No século XXI, em especial nesta segunda década, época de domínio das redes sociais, de crise social, económica e de valores, época em que impera o narcisismo, questões desta natureza dificilmente seriam mais relevantes. Mas, porque aparentemente frívolos, dir-se-ia que estes temas – a busca pela juventude, riqueza e sucesso, os interesses românticos de jovens – combinam melhor com uma ficção popular do que com uma literatura duradoura. No entanto, refletem os interesses da sociedade e a cultura norte-americanas da época – e possivelmente da atual –, auxiliando assim a construção de uma identidade. A seguinte afirmação de Piper, ainda que datada de 1965, mantém-se relevante hoje:

The great resurge of interest in Fitzgerald’s work is undoubtedly due in part to the fact that the urban values and problems which he describes are more representative of society today that when his work first appeared (Piper 1965:292).

Assim sendo, importa, de facto, continuar a traduzir Fitzgerald.

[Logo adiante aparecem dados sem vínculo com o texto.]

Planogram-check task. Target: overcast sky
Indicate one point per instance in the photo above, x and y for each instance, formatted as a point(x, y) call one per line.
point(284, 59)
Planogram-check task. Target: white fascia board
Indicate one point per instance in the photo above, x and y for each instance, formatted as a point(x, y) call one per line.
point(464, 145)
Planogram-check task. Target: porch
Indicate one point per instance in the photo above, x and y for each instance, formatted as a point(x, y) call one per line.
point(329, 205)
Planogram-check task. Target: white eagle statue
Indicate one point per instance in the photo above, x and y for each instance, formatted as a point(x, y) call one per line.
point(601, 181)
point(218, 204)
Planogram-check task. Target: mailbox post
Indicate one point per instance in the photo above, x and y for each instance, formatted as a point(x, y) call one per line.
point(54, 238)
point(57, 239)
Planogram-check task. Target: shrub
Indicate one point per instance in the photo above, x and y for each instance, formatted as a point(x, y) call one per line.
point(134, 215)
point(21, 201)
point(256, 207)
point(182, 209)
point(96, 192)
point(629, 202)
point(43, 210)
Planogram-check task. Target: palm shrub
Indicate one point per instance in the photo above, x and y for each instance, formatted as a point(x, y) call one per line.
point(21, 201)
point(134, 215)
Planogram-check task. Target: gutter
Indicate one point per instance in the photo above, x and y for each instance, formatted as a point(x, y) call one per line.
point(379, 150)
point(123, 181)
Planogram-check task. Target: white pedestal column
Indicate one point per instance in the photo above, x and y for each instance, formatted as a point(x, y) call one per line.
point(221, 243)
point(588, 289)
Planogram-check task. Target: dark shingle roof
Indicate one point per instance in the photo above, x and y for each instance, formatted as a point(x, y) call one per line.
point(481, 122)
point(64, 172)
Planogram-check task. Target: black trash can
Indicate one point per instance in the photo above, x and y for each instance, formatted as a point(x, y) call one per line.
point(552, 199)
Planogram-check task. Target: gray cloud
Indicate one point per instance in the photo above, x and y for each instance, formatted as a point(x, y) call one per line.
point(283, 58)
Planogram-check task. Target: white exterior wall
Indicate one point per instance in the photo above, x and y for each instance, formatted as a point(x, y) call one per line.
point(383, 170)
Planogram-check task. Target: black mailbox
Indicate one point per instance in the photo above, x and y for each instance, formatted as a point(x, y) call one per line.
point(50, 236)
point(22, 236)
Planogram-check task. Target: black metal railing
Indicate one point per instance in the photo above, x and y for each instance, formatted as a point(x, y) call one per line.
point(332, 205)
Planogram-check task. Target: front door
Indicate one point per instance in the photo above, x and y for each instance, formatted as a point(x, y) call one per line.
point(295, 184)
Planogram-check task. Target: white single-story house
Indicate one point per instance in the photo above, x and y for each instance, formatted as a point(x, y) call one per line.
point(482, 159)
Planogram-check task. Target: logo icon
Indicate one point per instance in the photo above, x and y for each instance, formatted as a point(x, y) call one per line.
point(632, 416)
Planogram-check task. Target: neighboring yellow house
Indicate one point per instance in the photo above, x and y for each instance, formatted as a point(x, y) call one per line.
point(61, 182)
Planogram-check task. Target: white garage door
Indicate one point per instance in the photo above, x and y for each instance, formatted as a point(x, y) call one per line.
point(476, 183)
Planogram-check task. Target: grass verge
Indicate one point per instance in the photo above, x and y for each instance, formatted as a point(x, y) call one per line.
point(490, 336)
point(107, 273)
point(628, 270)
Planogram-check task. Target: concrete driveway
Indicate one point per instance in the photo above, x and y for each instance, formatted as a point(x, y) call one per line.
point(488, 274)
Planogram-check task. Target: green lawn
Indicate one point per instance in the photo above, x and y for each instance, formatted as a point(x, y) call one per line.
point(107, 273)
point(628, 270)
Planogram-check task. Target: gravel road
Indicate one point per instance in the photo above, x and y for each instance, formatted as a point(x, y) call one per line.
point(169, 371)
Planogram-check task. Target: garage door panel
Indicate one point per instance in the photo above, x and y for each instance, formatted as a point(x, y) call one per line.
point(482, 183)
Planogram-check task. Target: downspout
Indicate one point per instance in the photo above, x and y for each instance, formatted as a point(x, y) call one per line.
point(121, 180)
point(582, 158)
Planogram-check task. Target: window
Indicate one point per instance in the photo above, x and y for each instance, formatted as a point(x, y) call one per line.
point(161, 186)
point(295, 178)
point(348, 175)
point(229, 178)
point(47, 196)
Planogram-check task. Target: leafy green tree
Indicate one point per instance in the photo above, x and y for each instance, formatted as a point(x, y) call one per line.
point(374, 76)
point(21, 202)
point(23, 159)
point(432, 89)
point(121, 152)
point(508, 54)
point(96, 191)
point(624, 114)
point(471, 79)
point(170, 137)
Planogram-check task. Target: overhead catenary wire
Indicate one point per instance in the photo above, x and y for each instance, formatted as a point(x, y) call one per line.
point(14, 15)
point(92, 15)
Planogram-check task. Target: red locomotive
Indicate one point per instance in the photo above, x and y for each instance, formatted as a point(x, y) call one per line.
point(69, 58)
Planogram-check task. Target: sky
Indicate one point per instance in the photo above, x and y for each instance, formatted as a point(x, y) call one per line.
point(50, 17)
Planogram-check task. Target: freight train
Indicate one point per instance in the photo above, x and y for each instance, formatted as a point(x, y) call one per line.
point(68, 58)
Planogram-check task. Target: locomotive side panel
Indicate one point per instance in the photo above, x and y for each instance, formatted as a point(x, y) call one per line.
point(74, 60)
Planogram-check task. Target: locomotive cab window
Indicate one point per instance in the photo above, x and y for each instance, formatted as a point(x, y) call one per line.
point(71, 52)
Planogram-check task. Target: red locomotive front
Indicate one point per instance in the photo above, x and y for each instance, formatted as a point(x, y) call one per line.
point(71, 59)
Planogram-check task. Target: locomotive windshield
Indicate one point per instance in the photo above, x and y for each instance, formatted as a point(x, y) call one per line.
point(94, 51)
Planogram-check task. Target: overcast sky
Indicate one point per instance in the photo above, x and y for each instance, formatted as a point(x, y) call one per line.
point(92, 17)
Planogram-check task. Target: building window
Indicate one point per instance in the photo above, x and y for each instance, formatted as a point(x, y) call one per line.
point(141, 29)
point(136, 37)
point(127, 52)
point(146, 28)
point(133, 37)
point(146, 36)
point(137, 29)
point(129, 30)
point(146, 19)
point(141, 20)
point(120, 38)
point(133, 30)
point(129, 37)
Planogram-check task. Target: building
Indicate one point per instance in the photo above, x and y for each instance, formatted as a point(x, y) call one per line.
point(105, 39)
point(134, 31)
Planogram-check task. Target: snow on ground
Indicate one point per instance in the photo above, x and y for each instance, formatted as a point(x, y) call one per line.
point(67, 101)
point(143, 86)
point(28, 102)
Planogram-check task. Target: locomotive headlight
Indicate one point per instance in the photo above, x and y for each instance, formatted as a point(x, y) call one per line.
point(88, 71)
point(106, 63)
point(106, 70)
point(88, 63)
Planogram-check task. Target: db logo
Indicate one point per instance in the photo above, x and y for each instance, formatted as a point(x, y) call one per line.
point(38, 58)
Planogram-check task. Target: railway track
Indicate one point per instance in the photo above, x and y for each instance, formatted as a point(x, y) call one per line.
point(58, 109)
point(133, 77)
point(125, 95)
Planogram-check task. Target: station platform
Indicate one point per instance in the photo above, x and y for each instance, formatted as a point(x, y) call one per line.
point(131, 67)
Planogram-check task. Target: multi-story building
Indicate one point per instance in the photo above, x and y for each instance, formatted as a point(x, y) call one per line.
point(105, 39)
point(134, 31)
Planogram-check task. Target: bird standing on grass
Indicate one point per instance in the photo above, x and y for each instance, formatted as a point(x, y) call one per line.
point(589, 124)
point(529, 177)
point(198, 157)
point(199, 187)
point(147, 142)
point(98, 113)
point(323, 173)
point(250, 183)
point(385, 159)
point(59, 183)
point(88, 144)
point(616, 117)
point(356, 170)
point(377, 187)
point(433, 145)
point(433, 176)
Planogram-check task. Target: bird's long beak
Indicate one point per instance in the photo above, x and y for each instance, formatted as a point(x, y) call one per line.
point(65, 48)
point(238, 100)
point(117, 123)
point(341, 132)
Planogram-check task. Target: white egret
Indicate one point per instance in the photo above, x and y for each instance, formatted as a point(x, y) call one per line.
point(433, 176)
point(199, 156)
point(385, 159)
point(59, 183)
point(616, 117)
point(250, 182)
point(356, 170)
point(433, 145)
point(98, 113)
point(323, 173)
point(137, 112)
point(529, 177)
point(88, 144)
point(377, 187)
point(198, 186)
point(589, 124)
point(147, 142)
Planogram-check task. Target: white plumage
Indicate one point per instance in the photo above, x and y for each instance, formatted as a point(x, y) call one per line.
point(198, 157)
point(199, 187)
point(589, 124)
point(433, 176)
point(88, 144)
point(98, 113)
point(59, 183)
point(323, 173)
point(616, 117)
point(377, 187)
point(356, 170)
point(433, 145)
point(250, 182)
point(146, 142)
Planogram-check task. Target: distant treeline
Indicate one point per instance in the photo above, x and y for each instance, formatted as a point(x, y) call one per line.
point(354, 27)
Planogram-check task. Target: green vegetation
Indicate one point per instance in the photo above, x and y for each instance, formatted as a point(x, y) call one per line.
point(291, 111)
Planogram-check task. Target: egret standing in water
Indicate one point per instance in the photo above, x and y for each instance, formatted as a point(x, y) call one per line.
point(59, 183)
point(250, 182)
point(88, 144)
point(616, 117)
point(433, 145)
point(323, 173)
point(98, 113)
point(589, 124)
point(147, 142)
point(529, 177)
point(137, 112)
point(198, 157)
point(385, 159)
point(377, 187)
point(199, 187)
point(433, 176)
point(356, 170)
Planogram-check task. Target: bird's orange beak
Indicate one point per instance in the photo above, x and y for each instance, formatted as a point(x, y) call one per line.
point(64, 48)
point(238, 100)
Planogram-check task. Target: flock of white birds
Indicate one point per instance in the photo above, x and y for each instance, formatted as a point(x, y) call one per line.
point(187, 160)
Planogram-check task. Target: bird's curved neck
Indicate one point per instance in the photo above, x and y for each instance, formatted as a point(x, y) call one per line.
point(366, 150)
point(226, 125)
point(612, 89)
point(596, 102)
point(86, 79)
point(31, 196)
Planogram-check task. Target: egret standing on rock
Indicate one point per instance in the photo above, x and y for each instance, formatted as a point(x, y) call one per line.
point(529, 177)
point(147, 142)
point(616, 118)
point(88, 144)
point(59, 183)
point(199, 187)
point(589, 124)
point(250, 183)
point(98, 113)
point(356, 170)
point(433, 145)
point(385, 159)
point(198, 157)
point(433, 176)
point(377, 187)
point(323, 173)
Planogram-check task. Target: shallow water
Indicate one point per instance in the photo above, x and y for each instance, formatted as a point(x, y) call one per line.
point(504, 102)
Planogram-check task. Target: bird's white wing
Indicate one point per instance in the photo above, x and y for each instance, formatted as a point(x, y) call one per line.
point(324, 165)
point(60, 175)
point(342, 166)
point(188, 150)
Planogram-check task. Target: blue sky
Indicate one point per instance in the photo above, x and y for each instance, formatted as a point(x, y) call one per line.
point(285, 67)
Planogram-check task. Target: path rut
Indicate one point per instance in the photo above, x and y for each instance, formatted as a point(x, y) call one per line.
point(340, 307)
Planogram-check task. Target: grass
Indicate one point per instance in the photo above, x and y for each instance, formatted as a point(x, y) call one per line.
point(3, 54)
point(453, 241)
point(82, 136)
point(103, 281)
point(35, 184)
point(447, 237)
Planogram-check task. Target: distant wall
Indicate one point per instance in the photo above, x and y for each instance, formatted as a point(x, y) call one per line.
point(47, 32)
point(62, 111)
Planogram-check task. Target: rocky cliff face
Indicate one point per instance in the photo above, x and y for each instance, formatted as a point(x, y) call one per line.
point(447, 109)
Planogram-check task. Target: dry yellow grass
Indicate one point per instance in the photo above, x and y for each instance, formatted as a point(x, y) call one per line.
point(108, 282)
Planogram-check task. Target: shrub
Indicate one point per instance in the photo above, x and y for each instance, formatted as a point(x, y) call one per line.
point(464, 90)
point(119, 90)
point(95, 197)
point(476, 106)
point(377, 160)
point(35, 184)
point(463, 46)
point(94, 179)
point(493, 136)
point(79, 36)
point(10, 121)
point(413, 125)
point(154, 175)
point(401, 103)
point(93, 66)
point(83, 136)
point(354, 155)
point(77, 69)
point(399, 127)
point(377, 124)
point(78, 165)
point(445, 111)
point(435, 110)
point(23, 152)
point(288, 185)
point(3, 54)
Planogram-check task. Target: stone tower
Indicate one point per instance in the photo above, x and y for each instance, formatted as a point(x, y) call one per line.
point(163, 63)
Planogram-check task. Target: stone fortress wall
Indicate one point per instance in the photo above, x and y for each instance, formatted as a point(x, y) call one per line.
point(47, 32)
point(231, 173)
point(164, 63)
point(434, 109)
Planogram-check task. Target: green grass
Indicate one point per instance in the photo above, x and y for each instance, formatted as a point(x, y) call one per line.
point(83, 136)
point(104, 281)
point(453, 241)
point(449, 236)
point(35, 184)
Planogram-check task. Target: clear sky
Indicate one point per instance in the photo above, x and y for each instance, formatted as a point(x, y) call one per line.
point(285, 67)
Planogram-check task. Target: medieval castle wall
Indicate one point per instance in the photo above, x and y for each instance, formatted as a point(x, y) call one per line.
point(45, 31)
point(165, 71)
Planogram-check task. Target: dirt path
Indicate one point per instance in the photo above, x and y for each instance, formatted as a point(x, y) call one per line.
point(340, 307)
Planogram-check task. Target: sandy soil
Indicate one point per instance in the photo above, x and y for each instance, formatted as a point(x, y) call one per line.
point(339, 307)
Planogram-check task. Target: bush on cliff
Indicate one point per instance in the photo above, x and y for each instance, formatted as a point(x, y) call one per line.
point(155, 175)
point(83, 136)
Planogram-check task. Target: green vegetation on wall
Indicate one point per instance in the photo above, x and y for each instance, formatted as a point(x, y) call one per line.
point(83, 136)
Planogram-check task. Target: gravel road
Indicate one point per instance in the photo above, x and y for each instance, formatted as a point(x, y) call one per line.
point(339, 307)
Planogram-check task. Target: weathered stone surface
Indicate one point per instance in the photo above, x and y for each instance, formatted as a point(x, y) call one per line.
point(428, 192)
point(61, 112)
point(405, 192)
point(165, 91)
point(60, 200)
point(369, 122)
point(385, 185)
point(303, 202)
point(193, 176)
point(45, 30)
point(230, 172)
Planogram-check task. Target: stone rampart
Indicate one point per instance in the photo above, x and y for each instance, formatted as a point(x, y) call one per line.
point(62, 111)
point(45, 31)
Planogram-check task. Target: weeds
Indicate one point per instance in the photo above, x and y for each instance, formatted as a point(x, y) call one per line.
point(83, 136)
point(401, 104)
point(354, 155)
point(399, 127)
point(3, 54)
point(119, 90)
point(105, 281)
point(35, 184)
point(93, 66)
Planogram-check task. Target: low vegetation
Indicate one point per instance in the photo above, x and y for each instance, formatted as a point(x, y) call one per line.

Não apenas os seus romances, mas também os seus contos, que tendem a ser esquecidos, não obstante constituírem uma componente de inegável relevância para o estudo e a preservação da obra do autor, até porque serviam de “oficina” para a restante prosa. O presente relatório procura, assim, contribuir para esse estudo e essa preservação, sendo que alguns dos desafios apresentados pela tradução dos contos em análise se prenderam, além de com questões relacionadas com a própria estilística do autor, com a preocupação de manter atual a obra de Fitzgerald sem ignorar o contexto histórico e social em que foram criados.